2. Women fart just as much and are just as stinky as men. We are just discreet about it, until we’re married that is.
3. Children actually do come with handbooks (i.e. What to Expect the First Year by Arlene Eisenberg, Heidi Murkoff, and Sandee Hathaway or Myths of Child Rearing by Joseph Rosner) they all just have very different suggestions on how your child should be raised.
4. EVERYONE is going to make comments about what is best for your child whether they have ever met you or not.
5. Take up reading, besides sleep, it is the only way you’re going to be able to escape reality.
6. The older they get the louder they are able to scream and the longer they can keep at it.
7. There is absolutely no reasoning with a three-year old, no matter how hard you try.
8. The toilet bowl really does look like a child-size swimming pool.
9. Dogs will not eat popcorn.
10. Urine-soaked baking soda still smells like urine and sticks to everything.
11. Chocolate chips cookies can be just fine for dinner once in a while.
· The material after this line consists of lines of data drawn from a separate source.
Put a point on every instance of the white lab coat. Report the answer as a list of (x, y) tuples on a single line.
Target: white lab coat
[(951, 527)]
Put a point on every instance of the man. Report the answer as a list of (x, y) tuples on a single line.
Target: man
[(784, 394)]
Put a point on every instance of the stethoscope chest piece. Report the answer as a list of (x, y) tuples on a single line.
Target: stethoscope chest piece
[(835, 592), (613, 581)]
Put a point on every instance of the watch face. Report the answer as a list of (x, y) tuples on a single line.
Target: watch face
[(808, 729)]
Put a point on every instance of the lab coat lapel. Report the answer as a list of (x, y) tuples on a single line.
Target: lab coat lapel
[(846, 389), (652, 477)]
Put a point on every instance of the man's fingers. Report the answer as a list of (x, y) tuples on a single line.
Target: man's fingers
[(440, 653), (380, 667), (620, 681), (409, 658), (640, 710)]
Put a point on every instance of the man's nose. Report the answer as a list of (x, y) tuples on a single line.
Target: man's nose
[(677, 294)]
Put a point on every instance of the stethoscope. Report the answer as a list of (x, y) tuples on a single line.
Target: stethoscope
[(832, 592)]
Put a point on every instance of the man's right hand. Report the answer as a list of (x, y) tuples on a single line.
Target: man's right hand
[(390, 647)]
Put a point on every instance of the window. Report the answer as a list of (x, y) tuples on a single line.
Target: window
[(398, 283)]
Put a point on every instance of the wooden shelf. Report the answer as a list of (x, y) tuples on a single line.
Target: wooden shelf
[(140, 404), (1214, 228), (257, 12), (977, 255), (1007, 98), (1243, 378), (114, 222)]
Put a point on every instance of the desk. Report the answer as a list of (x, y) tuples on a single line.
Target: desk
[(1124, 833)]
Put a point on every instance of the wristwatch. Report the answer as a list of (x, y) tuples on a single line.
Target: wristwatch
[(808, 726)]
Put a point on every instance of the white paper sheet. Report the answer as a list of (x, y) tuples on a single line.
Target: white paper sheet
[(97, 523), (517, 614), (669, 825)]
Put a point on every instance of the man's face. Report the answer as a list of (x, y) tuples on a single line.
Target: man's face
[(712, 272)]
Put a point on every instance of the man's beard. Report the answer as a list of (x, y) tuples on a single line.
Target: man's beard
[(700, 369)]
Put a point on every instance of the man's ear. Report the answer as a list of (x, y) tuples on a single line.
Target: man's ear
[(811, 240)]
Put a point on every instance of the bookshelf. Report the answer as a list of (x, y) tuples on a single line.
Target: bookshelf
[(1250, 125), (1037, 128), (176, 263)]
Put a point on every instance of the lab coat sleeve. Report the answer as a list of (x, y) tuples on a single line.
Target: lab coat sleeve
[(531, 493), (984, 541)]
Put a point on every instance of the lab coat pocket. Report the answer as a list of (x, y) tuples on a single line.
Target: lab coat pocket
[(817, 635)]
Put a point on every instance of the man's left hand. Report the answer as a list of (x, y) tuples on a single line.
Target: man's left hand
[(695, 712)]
12. Coins don’t pass through a child’s digestive track too easily, neither do batteries.
13. Clothes pins can entertain a kid for hours.
14. Child birth is an extremely spiritual experience. You spend hours upon hours praying the Lord will just kill you and take all the pain away.
And you thought your education was over once you left school.


Comments: 5
Thank you so much. I really needed this laugh this morning!!!
I smiled the whole time I read this.